Now you can install all packages you want (with parameter dependencies = true)
install.packages('yourpackage', dependencies = TRUE)
Zip the folder again and replace the file on datalake by this you created.
Execute RegisterAllAssemblies.USQL
again, and your package will be available for you!
library('yourpackage')
If get not find package error, you need this trick:
libpath = .libPaths()[1]
install.packages('yourpackage', lib = libpath)
The answer from "Jorge Ribeiro" works very well. But there are possibilities that, even after following the steps you may end up having an error as - .
Unhandled exception from user code: "Specified directory not found:
'D:\5827d493\bin\x64'". The details includes more information
including any inner exceptions and the stack trace where the exception
was raised.
In this scenario, following steps would resolve the issue. -
- Download only the
/usqlext/assembly/R/MRS.9.1.0.zip
from azure datalake to
local machine.
- extract all the files the zipped (MRS.9.1.0.zip) file onto same location and execute R.exe on bin folder.

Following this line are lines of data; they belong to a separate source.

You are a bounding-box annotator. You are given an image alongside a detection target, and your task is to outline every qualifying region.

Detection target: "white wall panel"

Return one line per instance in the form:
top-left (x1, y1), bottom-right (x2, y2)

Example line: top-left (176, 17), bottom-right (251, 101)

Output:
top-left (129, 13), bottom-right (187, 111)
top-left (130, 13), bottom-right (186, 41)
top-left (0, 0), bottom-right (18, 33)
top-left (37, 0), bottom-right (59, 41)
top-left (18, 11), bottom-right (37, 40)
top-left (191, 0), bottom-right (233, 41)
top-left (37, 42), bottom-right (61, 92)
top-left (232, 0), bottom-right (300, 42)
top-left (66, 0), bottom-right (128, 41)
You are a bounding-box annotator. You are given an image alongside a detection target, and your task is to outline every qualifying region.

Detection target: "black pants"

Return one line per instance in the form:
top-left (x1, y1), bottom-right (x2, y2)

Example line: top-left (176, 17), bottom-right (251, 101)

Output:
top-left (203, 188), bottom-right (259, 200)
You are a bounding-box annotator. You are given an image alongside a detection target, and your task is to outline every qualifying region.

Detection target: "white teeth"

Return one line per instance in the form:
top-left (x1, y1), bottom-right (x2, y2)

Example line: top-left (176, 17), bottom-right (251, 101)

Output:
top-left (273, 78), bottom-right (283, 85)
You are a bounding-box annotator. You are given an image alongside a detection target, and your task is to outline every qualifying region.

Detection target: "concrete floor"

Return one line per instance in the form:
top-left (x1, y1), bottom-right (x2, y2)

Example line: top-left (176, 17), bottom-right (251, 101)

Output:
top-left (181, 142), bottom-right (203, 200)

Note: It does not matter if you download and unzip MRS.9.1.0.zip file onto machine with or without prior "R Installation". You can download & unzip on any machine.
- Install all packages you want (with parameter dependencies = true &
lib = libpath).
libpath = "Path of the library folder under extracted files (i.e
unzipped library folder name)
install.packages('yourpackage', dependencies = TRUE, lib = libpath)
- Select All the files
(control + A)
and Zip them in the same location/folder again.

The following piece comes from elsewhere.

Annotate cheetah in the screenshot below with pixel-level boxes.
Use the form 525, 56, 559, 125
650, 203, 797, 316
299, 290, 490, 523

Note : Always do select all and zip them back into same folder &
rename the zipped file (if needed as in name mentioned n RegsiterAll Assembly file).Otherwise, you'll always end up with error I mentioned above.
- Upload and Replace the file on datalake by the one you've just now created.
- Execute
RegisterAllAssemblies.USQL
and your libraries are available for use afterwards.